Dry to obtain 9g of enzyme-treated lecithin. This product has an acid value of 15, an ascent soluble content of 35%, a benzene insoluble content of 2%, and has the ability to form a safe O/W emulsion.

Example 2 10g of Nisshin Oil's powdered soybean lecithin PC-30 was added to water.
Disperse in 100g and homogeneously emulsify with a homomixer.
Add 0.01 g of Mucor lipase to the emulsion while stirring, and react at 35°C for 4 hours. At this time, the PH
Add calcium oxide to maintain the temperature between 6.5 and 7.5. After centrifuging the reaction solution at 10,000 rpm for 30 minutes, the filtrate was concentrated and dried to obtain 8 g of enzyme-treated lecithin. This product has an acid value of 25, an acetone soluble content of 2%, a benzene insoluble content of 1%, and has the ability to form a stable O/W emulsion.

Example 3 Nisshin Oil Concentrated Soybean Phosphatidylcholine PC
-70 Disperse 10g in 100ml of water and homogeneously emulsify with a homomixer. Add calcium oxide to adjust pH
Adjust to 8.0. Add 0.01 g of pancreatic lipase to the emulsion while stirring, and react at 50°C for 3 hours. At this time, calcium oxide is added to maintain the pH between 7.5 and 8.5. After centrifuging the reaction solution at 10,000 rpm for 30 minutes, the filtrate was concentrated and dried to obtain enzyme-treated lecithin 8.
get g. This stuff has an acid value of 20 and an acetone soluble content of 3.
%, benzene insoluble content of 1%, and has the ability to form a stable O/W emulsion.

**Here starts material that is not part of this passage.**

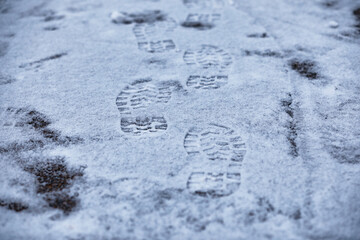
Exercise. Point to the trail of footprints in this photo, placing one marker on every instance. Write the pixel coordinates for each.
(137, 102)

(f) Effects of the invention According to the method of the present invention, it is safe because it does not use chemicals or solvents that were essential in the conventional modification of lecithin using enzymes, and it is efficient with fewer manufacturing steps. Furthermore, since the free fatty acid is removed from the reaction system as a water-insoluble metal compound and the reaction is irreversible, the enzymatic reaction itself becomes efficient. Since there is no decrease in pH due to free fatty acids, pH control is easy, especially when using enzymes whose optimal pH is alkaline. Furthermore, it is possible to remove free fatty acids without emulsifying ability from the product and produce lysolecithin with increased polarity compared to normal lecithin.
O/W emulsifier for pharmaceuticals, cosmetics, and other industrial uses,
The effects as a dispersant and surfactant are improved compared to conventional ones.

Claims (1)

[Scope of Claims] 1. A method for modifying lecithin, which comprises adding a compound that reacts with the free fatty acid produced to form metal soap when lecithin is hydrolyzed with an enzyme. 2. The method for modifying lecithin according to claim 1, wherein the compound is a hydroxide or oxide of a group metal. 3. The method for modifying lecithin according to claim 1, wherein the compound is calcium hydroxide or calcium oxide. 4. The method for modifying lecithin according to claim 1, which uses lipase, phospholipase A or phospholipase B as the enzyme. 5. The method for modifying lecithin according to claim 4, which uses an enzyme whose optimum pH is alkaline. 6. The method for modifying lecithin according to claim 1, which uses deoiled powdered lecithin as the lecithin. 7. The method for modifying lecithin according to claim 1, which uses lecithin with an increased content of phosphatidylcholine.